I adore grandmas, for the fact of being a grandma, for dressing up like queens to go to the five o’clock film and for not judging me when I cry my eyes out during emotional movie moments. Which happens every time. There was the grandma petting my shoulder when I was bawling during the Whitney Houston documentary, the nod of recognition of the older couple as a tear ran down my cheek during the gorgeous 'Cold War’, the lady who offered me a glass of wine after living in awe for two hours during ‘McQueen’.

The one thing no grandma can undo, is the melancholic state of haziness I find myself in after seeing a film that reminds me of something or someone in my life. A couple of days ago I left work early to go and see ‘Lazzaro Felice’, about a young, sweet and kindhearted Italian farmerboy who gets exploited by everyone around him. I paled as the boy showed up, looking a lot like my ex-boyfriend. For two hours straight I sat there with eyes and mouth wide open, sucked into the film while my mind filled up with memories of our love.

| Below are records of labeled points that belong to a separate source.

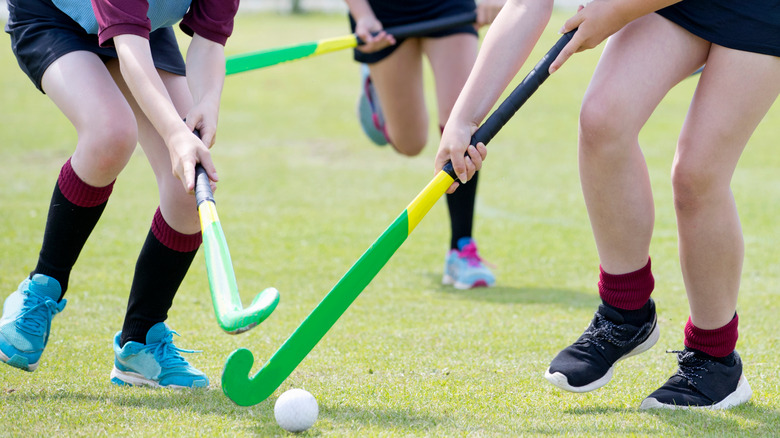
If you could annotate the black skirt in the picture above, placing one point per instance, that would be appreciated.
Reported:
(393, 13)
(41, 34)
(750, 26)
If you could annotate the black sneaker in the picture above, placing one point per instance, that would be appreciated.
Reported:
(588, 363)
(702, 382)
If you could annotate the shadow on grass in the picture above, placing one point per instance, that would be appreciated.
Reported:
(524, 295)
(257, 419)
(746, 420)
(356, 418)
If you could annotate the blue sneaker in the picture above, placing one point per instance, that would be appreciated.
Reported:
(465, 269)
(26, 321)
(156, 363)
(369, 111)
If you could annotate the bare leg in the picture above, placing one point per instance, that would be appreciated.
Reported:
(613, 172)
(452, 59)
(80, 86)
(735, 91)
(177, 206)
(398, 80)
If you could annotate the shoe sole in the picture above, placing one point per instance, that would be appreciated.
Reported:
(740, 395)
(447, 280)
(561, 381)
(126, 378)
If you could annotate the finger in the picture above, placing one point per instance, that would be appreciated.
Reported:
(188, 177)
(207, 136)
(476, 158)
(482, 149)
(459, 166)
(481, 16)
(208, 165)
(571, 48)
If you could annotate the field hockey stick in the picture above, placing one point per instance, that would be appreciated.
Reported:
(231, 315)
(265, 58)
(246, 391)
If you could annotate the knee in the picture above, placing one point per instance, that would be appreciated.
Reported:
(110, 142)
(692, 185)
(601, 126)
(409, 144)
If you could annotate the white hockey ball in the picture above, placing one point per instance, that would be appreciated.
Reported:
(296, 410)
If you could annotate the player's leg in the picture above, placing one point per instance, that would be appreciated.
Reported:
(79, 84)
(735, 91)
(639, 65)
(398, 82)
(171, 244)
(452, 58)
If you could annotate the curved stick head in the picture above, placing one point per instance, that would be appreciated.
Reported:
(236, 383)
(261, 308)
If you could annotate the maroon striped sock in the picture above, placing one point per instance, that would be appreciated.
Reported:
(162, 265)
(80, 193)
(719, 342)
(74, 210)
(628, 291)
(173, 239)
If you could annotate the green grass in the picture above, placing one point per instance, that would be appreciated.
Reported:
(302, 195)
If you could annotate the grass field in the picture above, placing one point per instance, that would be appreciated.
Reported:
(302, 195)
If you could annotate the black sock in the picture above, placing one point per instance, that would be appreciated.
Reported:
(158, 275)
(634, 317)
(461, 207)
(68, 227)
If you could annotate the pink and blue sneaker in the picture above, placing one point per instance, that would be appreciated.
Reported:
(465, 269)
(369, 111)
(26, 321)
(156, 363)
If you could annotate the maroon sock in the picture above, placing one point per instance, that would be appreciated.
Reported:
(719, 342)
(629, 291)
(164, 261)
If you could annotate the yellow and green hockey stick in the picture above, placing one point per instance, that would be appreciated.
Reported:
(269, 57)
(230, 313)
(246, 391)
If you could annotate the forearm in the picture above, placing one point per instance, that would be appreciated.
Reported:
(205, 71)
(359, 9)
(506, 47)
(630, 10)
(140, 75)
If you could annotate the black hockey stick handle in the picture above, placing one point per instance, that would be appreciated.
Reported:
(424, 28)
(516, 99)
(203, 191)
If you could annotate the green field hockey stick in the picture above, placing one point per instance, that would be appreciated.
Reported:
(246, 391)
(231, 315)
(265, 58)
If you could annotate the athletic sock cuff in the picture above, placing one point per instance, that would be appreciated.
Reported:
(627, 291)
(719, 342)
(173, 239)
(80, 193)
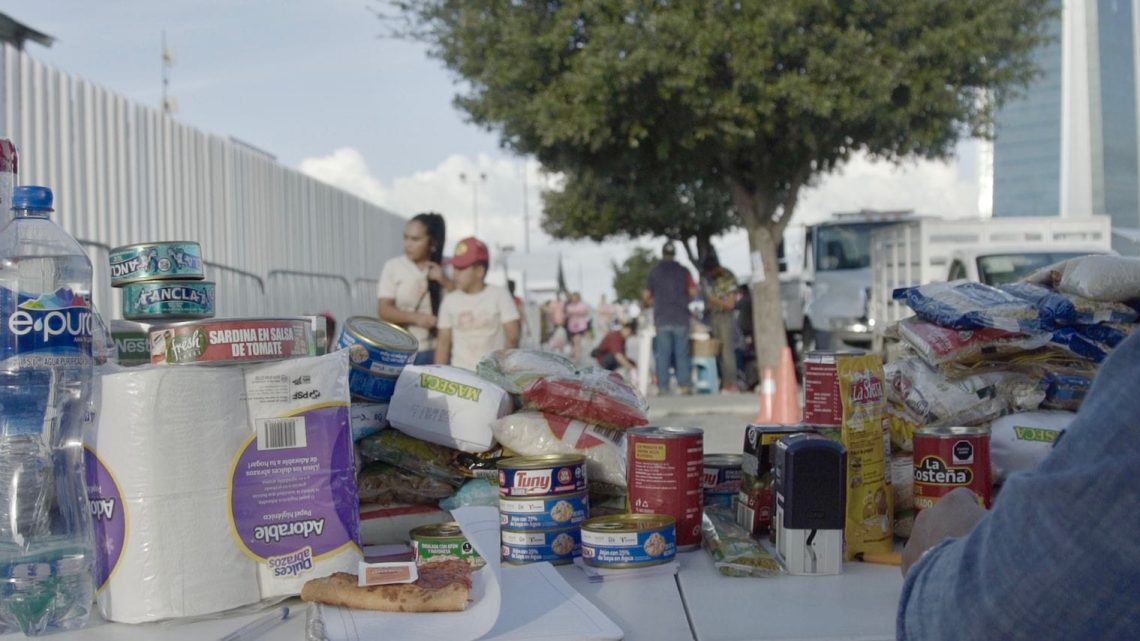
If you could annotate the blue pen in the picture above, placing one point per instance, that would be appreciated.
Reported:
(258, 626)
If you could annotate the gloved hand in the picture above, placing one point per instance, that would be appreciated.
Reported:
(953, 516)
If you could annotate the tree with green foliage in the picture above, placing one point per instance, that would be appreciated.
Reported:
(629, 277)
(600, 207)
(766, 95)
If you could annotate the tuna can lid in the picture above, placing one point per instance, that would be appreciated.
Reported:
(32, 197)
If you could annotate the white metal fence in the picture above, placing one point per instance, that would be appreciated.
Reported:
(274, 241)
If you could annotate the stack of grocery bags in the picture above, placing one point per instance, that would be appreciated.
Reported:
(1019, 358)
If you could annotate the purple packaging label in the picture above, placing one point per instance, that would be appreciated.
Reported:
(368, 386)
(560, 479)
(535, 546)
(294, 487)
(108, 514)
(544, 512)
(641, 548)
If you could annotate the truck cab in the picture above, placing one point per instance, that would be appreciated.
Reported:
(825, 299)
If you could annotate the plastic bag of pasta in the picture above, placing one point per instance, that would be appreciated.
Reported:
(429, 459)
(385, 485)
(734, 552)
(531, 433)
(515, 370)
(599, 397)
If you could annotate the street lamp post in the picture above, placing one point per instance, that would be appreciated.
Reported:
(474, 196)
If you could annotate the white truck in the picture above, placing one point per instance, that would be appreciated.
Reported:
(825, 289)
(993, 251)
(839, 295)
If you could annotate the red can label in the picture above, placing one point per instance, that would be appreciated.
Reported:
(238, 340)
(946, 459)
(822, 404)
(665, 469)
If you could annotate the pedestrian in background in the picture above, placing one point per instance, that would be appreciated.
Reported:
(668, 290)
(607, 314)
(719, 285)
(578, 324)
(412, 285)
(474, 318)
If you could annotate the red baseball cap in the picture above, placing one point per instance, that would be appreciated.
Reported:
(470, 251)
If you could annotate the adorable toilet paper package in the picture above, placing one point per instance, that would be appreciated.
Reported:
(447, 406)
(219, 487)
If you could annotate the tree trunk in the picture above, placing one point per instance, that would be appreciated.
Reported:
(767, 321)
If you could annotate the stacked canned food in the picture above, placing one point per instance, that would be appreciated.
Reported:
(543, 503)
(160, 283)
(665, 467)
(377, 353)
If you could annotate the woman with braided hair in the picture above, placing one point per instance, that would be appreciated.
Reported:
(412, 284)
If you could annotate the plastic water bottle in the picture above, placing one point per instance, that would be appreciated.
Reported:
(47, 579)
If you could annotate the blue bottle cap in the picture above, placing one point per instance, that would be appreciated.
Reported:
(32, 197)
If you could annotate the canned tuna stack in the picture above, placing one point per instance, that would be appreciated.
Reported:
(543, 503)
(377, 353)
(161, 283)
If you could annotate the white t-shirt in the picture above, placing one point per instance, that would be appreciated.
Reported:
(402, 281)
(477, 323)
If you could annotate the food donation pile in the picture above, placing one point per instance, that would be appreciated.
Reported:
(1012, 362)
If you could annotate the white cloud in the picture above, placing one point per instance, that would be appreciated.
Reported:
(347, 169)
(933, 188)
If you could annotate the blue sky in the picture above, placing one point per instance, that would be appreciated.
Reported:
(314, 83)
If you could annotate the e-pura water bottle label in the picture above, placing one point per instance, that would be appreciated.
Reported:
(50, 330)
(108, 513)
(291, 491)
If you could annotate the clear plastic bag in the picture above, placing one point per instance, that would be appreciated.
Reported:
(429, 459)
(1058, 309)
(531, 433)
(597, 397)
(514, 370)
(384, 485)
(734, 552)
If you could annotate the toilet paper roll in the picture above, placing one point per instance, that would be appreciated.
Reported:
(167, 431)
(178, 560)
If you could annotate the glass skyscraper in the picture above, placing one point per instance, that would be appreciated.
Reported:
(1069, 145)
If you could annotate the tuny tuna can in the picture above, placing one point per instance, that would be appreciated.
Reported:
(946, 459)
(664, 472)
(822, 404)
(375, 346)
(155, 300)
(544, 512)
(628, 541)
(543, 476)
(369, 386)
(438, 542)
(556, 546)
(721, 478)
(230, 340)
(179, 260)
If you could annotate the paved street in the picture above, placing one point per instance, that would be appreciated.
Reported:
(722, 416)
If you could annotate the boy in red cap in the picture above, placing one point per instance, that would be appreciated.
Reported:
(474, 318)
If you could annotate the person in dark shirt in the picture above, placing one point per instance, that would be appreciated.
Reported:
(611, 351)
(669, 289)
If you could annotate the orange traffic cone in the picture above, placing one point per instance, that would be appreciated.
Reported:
(788, 410)
(767, 397)
(780, 394)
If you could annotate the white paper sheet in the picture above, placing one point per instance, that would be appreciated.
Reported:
(520, 603)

As I walked out of the room, I couldn’t bear the city. I was still living in a blur of nostalgia which could only be settled by a large glass of wine and dancing until I could hardly feel my legs. During the bike ride home, the ex-lover wandered my mind and didn’t leave my train of thoughts and dreams until the next morning. I woke up to a message he sent me all the way from Australia.

Ah, the universe has her crazy ways!